Is there an amenity in Mesa County that provides more bang for the buck than a new trail on public land?

Trails are relatively inexpensive to build, thanks to heavy reliance on volunteer labor in the form “trail build days” sponsored by the Colorado Plateau Mountain Bike Trail Association. There’s no land acquisition costs — just the time and energy advocating for trails within land management plans put forth by the Bureau of Land Management and the U.S. Forest Service.

But every mile of trail adds to an inventory that has a sizable impact on the local economy.
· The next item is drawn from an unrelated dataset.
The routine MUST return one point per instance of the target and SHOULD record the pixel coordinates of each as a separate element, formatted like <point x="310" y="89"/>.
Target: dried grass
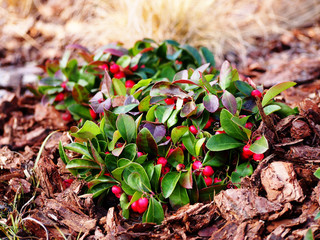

About five years ago, researchers with Colorado Mesa University estimated the three popular bike trail systems in Mesa County bring in nearly $14.6 million a year — a figure that logically should have grown due to the recent addition of the Palisade Plunge.

As part of that CMU study, a survey of users reflected high satisfaction with the trails — and the majority of them indicated the only thing they would change is that they want more trails.

That’s happening — with the BLM soon to begin an environmental assessment for a large expansion of trails in the recreation area located off 18 Road in the North Fruita Desert.

The number of groups involved in the process shows how much effort it takes to deliver the difference-making benefits of trail expansion to the community — more fun, more economic impact, better health.

Mesa County Public Health Trails Coordinator Ross Mittelman recently worked with the city of Fruita to apply for a small grant through Great Outdoors Colorado (GOCO) to fund four weeks of trail building with a Western Colorado Conservation Corps crew.

The long-term NFD Master Plan was completed in 2018 with additional support from GOCO.

If the city wins the grant — to be announced in December — it will fund the construction of between three and four miles of new trail. Trail advocates are sizing up other funding opportunities for the remaining 28 miles of proposed new trails in the master plan.

As the Sentinel’s Dan West reported this week, partners on the project — including Mesa County Public Health, COPMOBA, the BLM and Fruita — have been discussing how to go about the construction process.

“Of those 32 miles, what percentage should be done by a contractor, what percentage can be done by COPMOBA and other volunteer groups, what percentage can be done by WCCC, what percentage can be done by Mesa County or Grand Valley Trail crew?” Mittelman said.

Once the environmental assessment is completed, Mittelman said there will be a rush to build as much trail as possible.

“Once we have this fully completed and the green light from the BLM we’re just going to try to build pulling from as many resources as possible just to get the trails on the ground that people here really want,” Mittelman said.

Anyone who wants those new trails, or plans to use them, can support the effort by making contributions — via the upcoming Grand Valley Mountain Bike Film Festival or directly to COPMOBA — or by signing up to participate in trail-building events.